Stoneway referma la porte de la deuxième cellule sur les deux hors-la-loi encore vivants. Le regard mauvais que ceux-ci lancèrent à leur ancien complice ne lui échappa pas.
"C’est pas la peine de jouer les méchants, mes agneaux, parce que vous n’êtes pas près de sortir de là," lança le marshal en tournant la clé dans la serrure. Puis il se tourna vers Brighton Smith qui s’était rapproché des nouveaux venus et le pria "très poliment" de s’éloigner des barreaux. Le meurtrier découvrit ses dents gâtées dans un sourire dément et retourna se coucher. Stoneway attrapa alors le jeune garçon par le bras et l’entraîna près du bureau.
"Comment tu t’appelles ? demanda le marshal, d’un ton abrupt.
–Lonny Fuller, Marshal, bredouilla le garçon.
–Ca fait longtemps que tu traînes avec eux ?
–Six mois, répondit Lonny en baissant le yeux.
–Vous avez dû en faire, des mauvais coups, en six mois." Le jeune garçon n’osa pas regarder le marshal en face, ce qui en soi était déjà un aveu.
"Allons, laisse ce gosse tranquille, Nick, intervint Teaspoon. Après tout, il est venu te prévenir.
–S’il l’avait fait hier soir, on aurait évité une fusillade.

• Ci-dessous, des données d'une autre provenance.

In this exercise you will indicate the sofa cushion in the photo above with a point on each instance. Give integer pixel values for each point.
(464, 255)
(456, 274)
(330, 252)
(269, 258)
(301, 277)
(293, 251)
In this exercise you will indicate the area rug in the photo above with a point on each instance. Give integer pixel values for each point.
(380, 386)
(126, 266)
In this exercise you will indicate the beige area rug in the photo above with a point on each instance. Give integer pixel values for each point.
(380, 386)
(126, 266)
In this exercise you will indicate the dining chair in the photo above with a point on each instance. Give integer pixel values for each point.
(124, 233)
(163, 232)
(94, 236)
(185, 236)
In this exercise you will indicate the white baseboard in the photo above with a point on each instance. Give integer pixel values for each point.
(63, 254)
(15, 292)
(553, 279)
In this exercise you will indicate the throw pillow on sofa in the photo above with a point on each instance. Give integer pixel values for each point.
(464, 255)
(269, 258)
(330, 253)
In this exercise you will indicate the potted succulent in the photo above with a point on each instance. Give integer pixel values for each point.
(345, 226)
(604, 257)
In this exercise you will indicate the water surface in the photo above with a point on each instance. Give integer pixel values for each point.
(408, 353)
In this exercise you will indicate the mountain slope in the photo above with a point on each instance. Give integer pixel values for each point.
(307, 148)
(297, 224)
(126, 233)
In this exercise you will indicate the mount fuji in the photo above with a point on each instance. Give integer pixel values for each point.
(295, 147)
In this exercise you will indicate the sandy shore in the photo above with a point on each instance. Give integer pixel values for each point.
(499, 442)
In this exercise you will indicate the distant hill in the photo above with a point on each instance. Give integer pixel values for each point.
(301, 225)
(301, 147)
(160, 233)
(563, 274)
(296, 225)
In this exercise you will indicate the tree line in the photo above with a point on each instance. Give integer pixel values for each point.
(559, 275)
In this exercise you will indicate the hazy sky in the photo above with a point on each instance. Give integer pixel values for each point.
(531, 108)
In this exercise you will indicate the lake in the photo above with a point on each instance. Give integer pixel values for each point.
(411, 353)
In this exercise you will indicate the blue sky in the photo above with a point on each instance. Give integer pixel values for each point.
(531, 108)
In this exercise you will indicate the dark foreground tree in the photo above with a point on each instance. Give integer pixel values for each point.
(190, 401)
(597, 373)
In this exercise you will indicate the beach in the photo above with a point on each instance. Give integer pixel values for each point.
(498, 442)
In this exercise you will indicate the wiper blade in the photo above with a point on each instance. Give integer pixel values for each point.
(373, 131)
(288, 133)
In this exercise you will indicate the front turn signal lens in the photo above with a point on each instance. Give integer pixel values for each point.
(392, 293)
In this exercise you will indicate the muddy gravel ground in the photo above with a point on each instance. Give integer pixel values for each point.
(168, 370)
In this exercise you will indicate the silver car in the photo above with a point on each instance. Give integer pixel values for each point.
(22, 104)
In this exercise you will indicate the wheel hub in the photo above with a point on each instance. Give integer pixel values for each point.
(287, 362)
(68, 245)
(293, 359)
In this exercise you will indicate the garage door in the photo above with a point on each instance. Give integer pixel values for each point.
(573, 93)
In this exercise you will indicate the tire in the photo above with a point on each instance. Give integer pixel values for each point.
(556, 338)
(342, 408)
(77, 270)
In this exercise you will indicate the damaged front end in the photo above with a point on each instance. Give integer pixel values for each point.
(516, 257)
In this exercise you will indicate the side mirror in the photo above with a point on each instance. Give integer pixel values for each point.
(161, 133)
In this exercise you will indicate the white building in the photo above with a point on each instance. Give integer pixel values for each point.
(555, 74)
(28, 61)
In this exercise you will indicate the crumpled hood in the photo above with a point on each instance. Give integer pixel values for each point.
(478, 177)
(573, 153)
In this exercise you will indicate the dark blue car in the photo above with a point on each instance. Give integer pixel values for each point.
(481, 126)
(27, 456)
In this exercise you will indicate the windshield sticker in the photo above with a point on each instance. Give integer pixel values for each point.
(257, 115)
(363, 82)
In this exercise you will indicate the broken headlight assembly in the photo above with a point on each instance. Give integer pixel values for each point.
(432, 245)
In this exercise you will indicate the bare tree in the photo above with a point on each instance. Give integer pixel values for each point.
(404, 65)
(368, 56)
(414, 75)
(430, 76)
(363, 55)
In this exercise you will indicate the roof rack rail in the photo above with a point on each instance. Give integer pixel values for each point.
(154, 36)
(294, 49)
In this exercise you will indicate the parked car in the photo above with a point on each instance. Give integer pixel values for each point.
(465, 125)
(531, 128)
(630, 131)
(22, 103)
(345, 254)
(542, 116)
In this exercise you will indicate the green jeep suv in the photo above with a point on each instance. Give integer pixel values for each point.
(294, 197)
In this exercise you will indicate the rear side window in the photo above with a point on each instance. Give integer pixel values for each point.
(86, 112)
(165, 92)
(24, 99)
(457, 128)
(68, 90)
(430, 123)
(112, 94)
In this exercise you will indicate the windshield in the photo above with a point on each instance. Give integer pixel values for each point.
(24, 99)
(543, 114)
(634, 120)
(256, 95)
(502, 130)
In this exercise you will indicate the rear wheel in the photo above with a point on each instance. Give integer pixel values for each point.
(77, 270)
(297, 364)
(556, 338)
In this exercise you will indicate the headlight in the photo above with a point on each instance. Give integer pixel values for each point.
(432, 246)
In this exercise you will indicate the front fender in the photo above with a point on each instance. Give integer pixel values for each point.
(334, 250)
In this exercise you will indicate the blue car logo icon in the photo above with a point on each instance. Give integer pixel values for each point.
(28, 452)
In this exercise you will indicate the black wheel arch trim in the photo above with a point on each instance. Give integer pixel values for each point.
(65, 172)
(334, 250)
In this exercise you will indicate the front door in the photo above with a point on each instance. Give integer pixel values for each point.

–Mais il l’a fait. Et il s’est mis ses copains à dos. Je donne pas cher de sa peau quand ils sortiront. Alors je crois qu’il mérite une chance, non ?
–Qu’est-ce que t’as derrière la tête ?
–Tu vois mes petits, quand je les ai pris en main, ils ne valaient guère mieux que cette soi-disant Terreur. Mais tu peux voir aujourd’hui les progrès qu’ils ont faits. Laisse-moi emmener le petit. Je le formerai pour la compagnie. Ca vaut quand même mieux que de se balancer au bout d’une corde, non ?"
Stoneway étudia un instant le visage du vieil homme qui avait été son maître. S’il avait réussi à faire de lui un homme au service de la loi, alors il saurait sûrement faire de Lonny un garçon bien. Il se tourna vers le jeune homme qui avait suivi la conversation avec intérêt. Il lui fit un signe de tête pour l’inviter à parler, mais celui-ci n’osa émettre le moindre son.
"Si ça te tente, je t’emmène, réaffirma Teaspoon. Mais va falloir retrouver ta langue, sinon tu ne tiendras pas longtemps face à Cody."
Lonny jeta un oeil vers le jeune cavalier qui levait les yeux au ciel, comme s’il venait d’entendre la plus grosse ânerie de sa vie. Sa réaction amusa le jeune garçon. Il se tourna vers Teaspoon, un sourire timide sur les lèvres, et lui tendit la main pour conclure leur accord.

Trois jours plus tard, Cutter, Hunter et ses cavaliers reprenaient la route de St-Jo. Brighton "Bloody" Smith, en partie remis de sa blessure, montait une mule. Tout autour de lui chevauchait l’escorte, fusil à la main, le couvant comme une poule ses poussins. Ils avaient juré qu’il arriverait vivant à son procès, il arriva vivant devant la corde qui se balançait déjà pour lui. En le voyant monter à l’échafaud, Lonny songea que décidément, il avait fait le bon choix.